TWO INTERRELATED FACTORS make the Turkish government’s determination to attack and occupy Idlib province more comprehensible.
First, when the modern Turkish republic was established (1923) in the wake of the demise of the Ottoman Empire, state and bureaucratic elites in Turkey differentiated between Turkey and the Middle Eastern Muslim countries, demolishing the socio-religious elite, changing the written script to the Roman alphabet and banning traditional Eastern dress. Instead the new Turkish state elite introduced Westernizing reforms in government and society.
This state of affairs has never been accepted by many conservatives of Sunni background, such as President Erdogan. When the Justice and Development Party (AKP) came to power in 2002 under his leadership, its intention was to establish “neo-Ottomanism’” by reestablishing traditional values and reinforcing relations with Middle Eastern countries, beginning with the “zero” problems program.
In 2011, when Sunni jihadist groups rose up against the Syrian regime, plunging the country into civil war, most of them were supported by the Sunni Turkish government, which was encouraged and motivated by the notion that “neo-Ottomanism” could be established when the Damascus regime collapsed. In fact, Erdogan and his party believed so strongly in this that they prayed in the Umayyad Mosque in Damascus with their Sunni brothers there.
However, when Kurds in northern Syria (Rojava) defeated radical jihadist groups such as Islamic State, and the Syrian government backed by Russia retook its territory from the jihadist groups, except (so far) Idlib, which is where the Turkish government has focused its efforts, the situation on the ground meant that Erdogan’s government had no option but to withdraw from Idlib and consequently betray its jihadist brothers.
The fact that Erdogan and his government have failed reaching their target of “neo-Ottomanism” and have not been able to protect their jihadist brothers also damages Turkey’s prestige. This is one reason why the Turkish government has undertaken its incursion into Idlib.
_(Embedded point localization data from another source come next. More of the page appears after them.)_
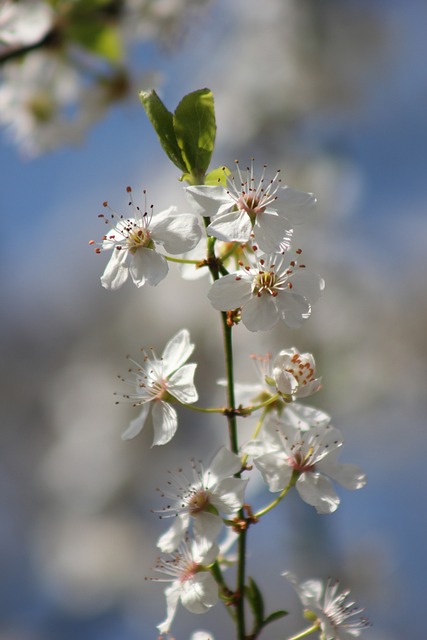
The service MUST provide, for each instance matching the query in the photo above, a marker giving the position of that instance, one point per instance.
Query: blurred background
(334, 93)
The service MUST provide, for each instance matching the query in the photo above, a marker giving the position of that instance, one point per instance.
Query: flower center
(198, 502)
(302, 370)
(301, 463)
(251, 203)
(265, 282)
(137, 237)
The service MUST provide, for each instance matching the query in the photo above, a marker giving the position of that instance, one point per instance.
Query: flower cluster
(240, 231)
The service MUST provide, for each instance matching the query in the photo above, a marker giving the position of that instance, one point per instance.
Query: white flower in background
(338, 617)
(294, 374)
(157, 382)
(192, 584)
(38, 100)
(25, 22)
(263, 212)
(201, 499)
(285, 452)
(133, 243)
(276, 288)
(202, 635)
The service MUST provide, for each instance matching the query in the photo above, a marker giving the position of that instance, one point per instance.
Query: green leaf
(162, 121)
(97, 37)
(218, 176)
(276, 615)
(256, 602)
(195, 130)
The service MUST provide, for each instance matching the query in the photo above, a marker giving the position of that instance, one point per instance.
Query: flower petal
(235, 226)
(177, 232)
(165, 422)
(137, 424)
(181, 384)
(272, 232)
(172, 594)
(199, 593)
(116, 272)
(317, 490)
(260, 313)
(146, 265)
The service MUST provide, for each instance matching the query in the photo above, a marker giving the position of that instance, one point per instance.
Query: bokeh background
(334, 92)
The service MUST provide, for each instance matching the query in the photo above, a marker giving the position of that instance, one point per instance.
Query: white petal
(177, 351)
(176, 232)
(207, 527)
(272, 233)
(202, 635)
(146, 265)
(181, 384)
(172, 594)
(296, 206)
(230, 292)
(235, 226)
(209, 201)
(173, 537)
(276, 471)
(286, 383)
(199, 593)
(116, 272)
(165, 422)
(317, 490)
(224, 464)
(260, 313)
(137, 424)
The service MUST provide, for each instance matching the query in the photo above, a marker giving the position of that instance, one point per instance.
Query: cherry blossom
(276, 288)
(134, 240)
(263, 212)
(338, 616)
(192, 584)
(157, 382)
(285, 453)
(201, 499)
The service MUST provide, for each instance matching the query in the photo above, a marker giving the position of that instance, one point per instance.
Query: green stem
(181, 260)
(255, 434)
(306, 632)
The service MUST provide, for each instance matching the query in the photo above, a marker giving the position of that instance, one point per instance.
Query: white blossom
(38, 102)
(192, 584)
(25, 22)
(338, 616)
(202, 635)
(286, 453)
(202, 498)
(263, 212)
(276, 288)
(157, 382)
(133, 242)
(294, 374)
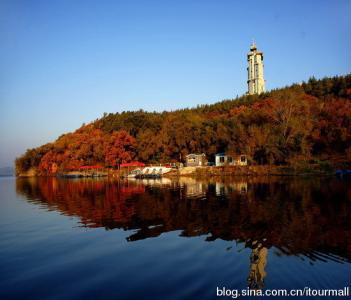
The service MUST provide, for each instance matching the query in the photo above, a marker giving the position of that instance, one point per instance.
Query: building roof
(133, 164)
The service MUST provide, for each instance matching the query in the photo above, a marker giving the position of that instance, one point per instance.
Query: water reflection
(306, 218)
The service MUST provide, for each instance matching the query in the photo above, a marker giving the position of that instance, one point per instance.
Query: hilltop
(299, 124)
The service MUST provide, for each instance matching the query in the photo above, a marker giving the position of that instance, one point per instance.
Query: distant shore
(207, 171)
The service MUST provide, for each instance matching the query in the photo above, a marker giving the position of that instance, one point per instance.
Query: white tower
(255, 82)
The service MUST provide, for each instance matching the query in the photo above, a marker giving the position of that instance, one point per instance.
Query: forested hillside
(307, 123)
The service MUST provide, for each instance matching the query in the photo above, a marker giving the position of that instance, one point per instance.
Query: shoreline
(204, 172)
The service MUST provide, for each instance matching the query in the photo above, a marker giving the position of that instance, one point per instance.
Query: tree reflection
(302, 217)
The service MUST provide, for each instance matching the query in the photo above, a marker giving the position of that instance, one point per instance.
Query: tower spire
(255, 82)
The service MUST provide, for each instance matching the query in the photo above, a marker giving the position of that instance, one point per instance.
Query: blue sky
(63, 63)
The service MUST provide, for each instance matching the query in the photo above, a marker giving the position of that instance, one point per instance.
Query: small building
(229, 160)
(195, 160)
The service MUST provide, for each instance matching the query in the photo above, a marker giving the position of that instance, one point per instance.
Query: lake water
(172, 239)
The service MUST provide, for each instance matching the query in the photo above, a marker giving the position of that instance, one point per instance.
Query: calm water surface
(165, 239)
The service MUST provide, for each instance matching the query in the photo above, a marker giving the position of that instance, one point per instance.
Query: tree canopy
(304, 121)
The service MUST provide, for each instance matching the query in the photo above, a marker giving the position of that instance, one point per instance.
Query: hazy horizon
(66, 63)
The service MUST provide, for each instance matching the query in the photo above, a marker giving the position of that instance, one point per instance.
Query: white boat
(134, 173)
(155, 171)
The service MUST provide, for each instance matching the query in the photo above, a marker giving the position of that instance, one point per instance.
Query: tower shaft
(255, 82)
Second, the most crucial reason of all why Turkey wants to be in Idlib and other parts of Syria is Kurdophobia; Turkey could not endure any possibility of Kurdish self-determination or even basic human rights either at home or beyond Turkish borders, which is why Turkey has attacked and assaulted Kurdish areas in Syria whenever an opportunity arose. Turkey under Erdogan’s leadership, supported by the Sunni-based, nationalist and jihadist Syrian terrorist groups, openly breached international human rights laws in the Afrin occupation, and in Tal Abad, a Kurdish-controlled area in northern Syria.
Obviously, the question arises, why is Turkey so offensive toward Kurds, when historically there has been a close friendship between Turks and Kurds, manifesting itself across many centuries, from the Battle of Manzikert (1071) to World War I?
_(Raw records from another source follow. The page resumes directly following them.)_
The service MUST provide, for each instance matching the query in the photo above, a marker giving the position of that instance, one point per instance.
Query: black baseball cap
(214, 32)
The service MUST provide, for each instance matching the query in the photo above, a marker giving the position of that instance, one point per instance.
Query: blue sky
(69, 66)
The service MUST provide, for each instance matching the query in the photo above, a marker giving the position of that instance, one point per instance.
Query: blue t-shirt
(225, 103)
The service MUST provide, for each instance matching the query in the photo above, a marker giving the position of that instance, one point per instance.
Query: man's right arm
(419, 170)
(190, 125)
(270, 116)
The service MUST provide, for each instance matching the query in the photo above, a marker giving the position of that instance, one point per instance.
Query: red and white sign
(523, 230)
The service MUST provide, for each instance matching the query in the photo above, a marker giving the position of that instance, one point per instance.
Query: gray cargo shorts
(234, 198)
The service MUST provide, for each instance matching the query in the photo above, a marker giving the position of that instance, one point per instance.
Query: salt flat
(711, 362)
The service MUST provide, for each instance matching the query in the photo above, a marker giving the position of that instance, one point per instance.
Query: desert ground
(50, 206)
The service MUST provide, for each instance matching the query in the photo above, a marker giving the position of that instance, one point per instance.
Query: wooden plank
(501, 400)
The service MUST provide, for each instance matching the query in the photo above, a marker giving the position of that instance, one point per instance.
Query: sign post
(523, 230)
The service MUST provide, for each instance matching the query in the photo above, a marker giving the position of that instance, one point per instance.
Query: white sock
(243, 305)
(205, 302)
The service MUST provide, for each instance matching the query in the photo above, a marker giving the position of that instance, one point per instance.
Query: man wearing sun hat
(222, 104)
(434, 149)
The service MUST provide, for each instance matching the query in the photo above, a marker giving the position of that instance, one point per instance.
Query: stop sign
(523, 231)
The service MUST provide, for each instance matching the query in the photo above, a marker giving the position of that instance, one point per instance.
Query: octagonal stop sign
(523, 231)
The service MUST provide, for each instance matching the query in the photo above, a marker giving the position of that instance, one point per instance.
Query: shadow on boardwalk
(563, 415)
What the studies indicate is that Turkish statesmen have a toxic conviction that Kurds could one day destroy the unity of the Turkish republic. Consequently, the Turkish state has pursued an oppressive campaign of Kurdish assimilation, which has led to much suffering and many deaths. Turkey’s Kurdophobia began right back at the creation of the republic, which is based on the notion of “one state, one flag and one people,” which means “one ethnicity” (i.e. Turk).
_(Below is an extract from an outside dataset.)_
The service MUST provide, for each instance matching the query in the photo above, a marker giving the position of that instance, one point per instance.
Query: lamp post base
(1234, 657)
In short, Turkey’s persistent interference in Idlib despite all costs matches its continuing Kurdophobia at home and elsewhere. Such a mentality not only leads to chaos in the region but also seriously undermines the interests of the Turkish state itself.
Only when the state changes its mindset and starts to show willingness to take on its historical responsibility and seek a perpetual peace and accommodation with the Kurds will Turkey be able to move forward in its own long-term interest not only as a respectable actor in Middle East politics but also with increased prestige in the world.

The writer has a doctorate in hydropolitics in the Middle East from the University of Exeter, UK.